Syllabus 101 is a practical guide for college instructors who want to design a syllabus that emphasizes learning, clarity, and care, without turning it into a rigid contract or a compliance document.
I’m an educational psychologist by training and a professor by trade, and I’ve been teaching in the college classroom for over a decade. I’ve written more syllabi than I can count, revised many of them multiple times, and learned (often the hard way) what tends to support student learning and what tends to create unnecessary confusion or anxiety.
This guide is meant to be used as a design tool, not a checklist. You won’t find a single “right” way to write a syllabus here. Instead, I walk through the key areas that matter most for student learning and share how I think about each one in my own courses.

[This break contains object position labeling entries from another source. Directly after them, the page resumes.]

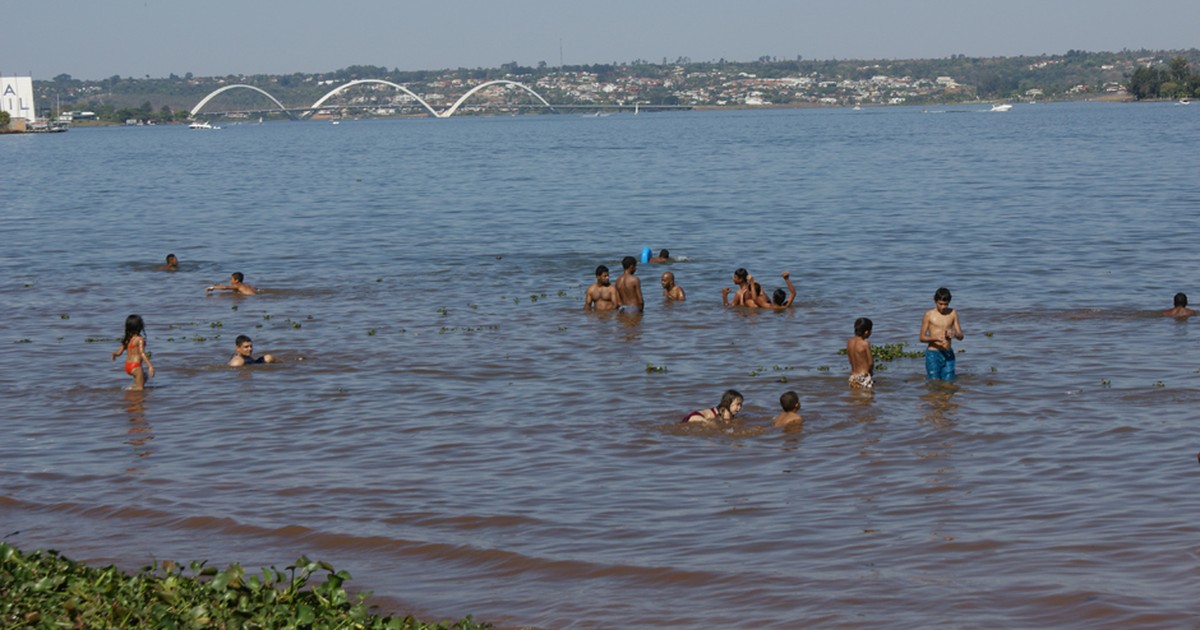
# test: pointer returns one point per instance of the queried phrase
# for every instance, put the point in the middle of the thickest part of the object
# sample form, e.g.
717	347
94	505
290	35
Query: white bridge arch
449	112
454	108
227	88
360	82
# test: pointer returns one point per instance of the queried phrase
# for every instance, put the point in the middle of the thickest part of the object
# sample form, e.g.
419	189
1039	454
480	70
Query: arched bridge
306	112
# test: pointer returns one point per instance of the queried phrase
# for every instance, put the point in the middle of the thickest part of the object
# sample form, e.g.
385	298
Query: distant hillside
765	82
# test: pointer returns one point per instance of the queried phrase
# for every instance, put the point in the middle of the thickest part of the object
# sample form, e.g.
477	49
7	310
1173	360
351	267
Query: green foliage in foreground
43	589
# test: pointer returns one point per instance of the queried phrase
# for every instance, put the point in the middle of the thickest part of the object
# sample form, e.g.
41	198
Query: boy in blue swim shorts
939	329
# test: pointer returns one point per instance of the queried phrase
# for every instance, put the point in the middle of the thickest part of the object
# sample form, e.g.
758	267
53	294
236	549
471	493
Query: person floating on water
939	329
244	349
601	295
237	285
670	289
858	349
133	346
725	411
779	300
791	414
1181	307
629	287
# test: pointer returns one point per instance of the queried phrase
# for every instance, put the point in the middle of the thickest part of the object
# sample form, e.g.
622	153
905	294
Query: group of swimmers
133	343
939	329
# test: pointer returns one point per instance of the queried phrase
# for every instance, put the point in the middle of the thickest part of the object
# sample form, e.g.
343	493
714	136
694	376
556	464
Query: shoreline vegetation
45	589
766	83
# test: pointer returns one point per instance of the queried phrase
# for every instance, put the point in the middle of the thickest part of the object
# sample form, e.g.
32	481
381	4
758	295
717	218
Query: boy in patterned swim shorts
858	349
939	329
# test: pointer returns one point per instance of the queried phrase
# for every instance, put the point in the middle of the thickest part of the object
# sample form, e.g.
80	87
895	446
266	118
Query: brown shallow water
450	427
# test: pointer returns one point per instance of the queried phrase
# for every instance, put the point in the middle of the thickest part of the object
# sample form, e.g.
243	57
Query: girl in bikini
725	411
135	348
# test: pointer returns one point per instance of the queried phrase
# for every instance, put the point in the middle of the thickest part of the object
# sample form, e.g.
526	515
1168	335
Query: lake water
450	427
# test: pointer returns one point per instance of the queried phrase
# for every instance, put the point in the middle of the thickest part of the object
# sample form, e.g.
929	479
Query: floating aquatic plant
45	589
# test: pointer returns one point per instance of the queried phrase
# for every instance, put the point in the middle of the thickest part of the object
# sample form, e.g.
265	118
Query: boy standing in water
670	289
237	285
791	405
244	353
939	329
858	349
600	295
629	287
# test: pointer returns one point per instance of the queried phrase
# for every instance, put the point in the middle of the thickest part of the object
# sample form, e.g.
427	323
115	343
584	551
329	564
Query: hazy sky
217	37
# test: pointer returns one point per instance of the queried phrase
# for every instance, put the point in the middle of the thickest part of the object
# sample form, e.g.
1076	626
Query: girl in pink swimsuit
725	411
133	346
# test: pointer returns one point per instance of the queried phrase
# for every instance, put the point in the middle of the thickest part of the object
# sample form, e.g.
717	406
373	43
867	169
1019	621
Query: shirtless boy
858	349
670	289
939	329
601	295
629	287
243	354
237	285
1181	307
791	415
748	291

Inside the guide, you’ll explore:
How syllabus language signals your values, expectations, and approach to teaching
Ways to write policies that balance clear boundaries with genuine support
How to think about course materials with access, cost, and engagement in mind
How assignments, assessments, and feedback connect back to learning goals
Practical examples drawn from real college courses, not hypotheticals
This guide is designed for instructors at all stages. Whether you are new faculty, an adjunct, a graduate instructor, or an experienced professor who wants to revisit or refresh their approach to course design - this is for you!
My hope is that Syllabus 101 helps you shift how you think about your syllabus, not just add more to your to-do list. It’s something you can return to each semester, pull up alongside your syllabus during course prep, and use to make small, meaningful improvements over time.
Good courses aren’t built in a single pass. They’re built slowly, intentionally, and with attention to both learning and humanity. This guide is meant to support that process.